Cette adaptation animée trouvant sa niche et son succès, une seconde saison débutera en 2010, cette fois sous le patronage du studio AIC. Un peu plus jolie, cette saison souffre un peu des mêmes défauts d’écriture que son aînée, même si cette fois-ci tous les épisodes « tranche de vie » sont centrés au milieu de la série, entre deux phases un peu plus riches en action et en intrigue. Enfin, la série est suivie d’un film en 2012, toujours par AIC, et d’une série de trois OAV, Victory Arrow, quant à eux assurés par Silver Link.


Plus intéressant est sans doute le designer de la série, Fumikane Shimada, un chara-designer spécialisé dans le mecha musume (le terme qui désigne la personnification de matériel militaire) qui, il faut l’avouer, possède un trait très agréable et crée des personnages au design réussi. Ce n’est pas un hasard, d’ailleurs, si on retrouvera ce designer derrière Girls und Panzer, Vividred Operation et Kantai Collection.


Tout le monde dans les airs avant la dernière bataille !

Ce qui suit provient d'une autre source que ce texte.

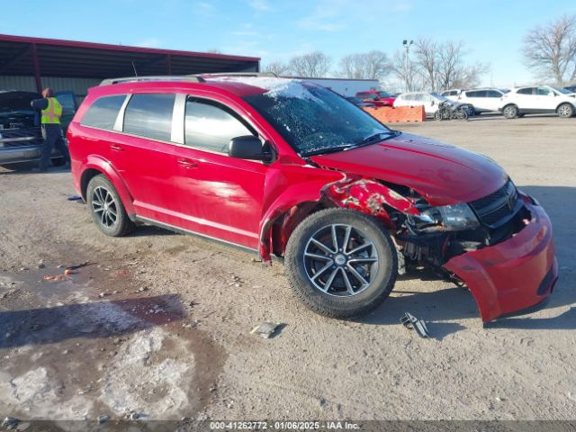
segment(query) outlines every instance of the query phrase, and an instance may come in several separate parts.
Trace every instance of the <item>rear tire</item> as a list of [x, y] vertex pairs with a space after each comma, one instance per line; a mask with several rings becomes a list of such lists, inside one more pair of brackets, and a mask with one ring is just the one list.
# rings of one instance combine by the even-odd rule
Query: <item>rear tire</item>
[[385, 229], [374, 218], [346, 209], [306, 218], [288, 240], [284, 263], [300, 301], [339, 319], [378, 307], [398, 273], [396, 248]]
[[518, 108], [516, 105], [506, 105], [502, 109], [502, 114], [507, 119], [516, 119], [518, 116]]
[[107, 236], [125, 236], [136, 228], [118, 192], [104, 174], [92, 177], [88, 183], [86, 202], [94, 223]]
[[556, 110], [559, 117], [562, 119], [568, 119], [574, 115], [574, 107], [570, 104], [562, 104]]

En soit, Strike Witches n’est pas une série ridicule comme on pourrait le croire en jugeant son apparence mais elle est simplement très clivante et ne parle qu’à une niche bien précise — les fanas de matos de la Seconde Guerre mondiale qui aiment bien aussi les personnages féminins tous mignons et un peu jeunes. Du coup, la série attire facilement les quolibets et ce n’est pas le genre d’animé qu’en tant qu’occidental on est réellement fier de regarder tant elle peut coller à une vision très caricaturale que beaucoup de médias semblent propager sur l’animation japonaise. Malgré tout, ceux qui se sentent touchés par la thématique et qui ignoreront l’absence de pantalons y trouveront une série ni meilleure ni moins bonne qu’une autre, qui possède ses qualités et ses faiblesses et va un peu plus loin qu’un simple étalage de fanservice pour otaku.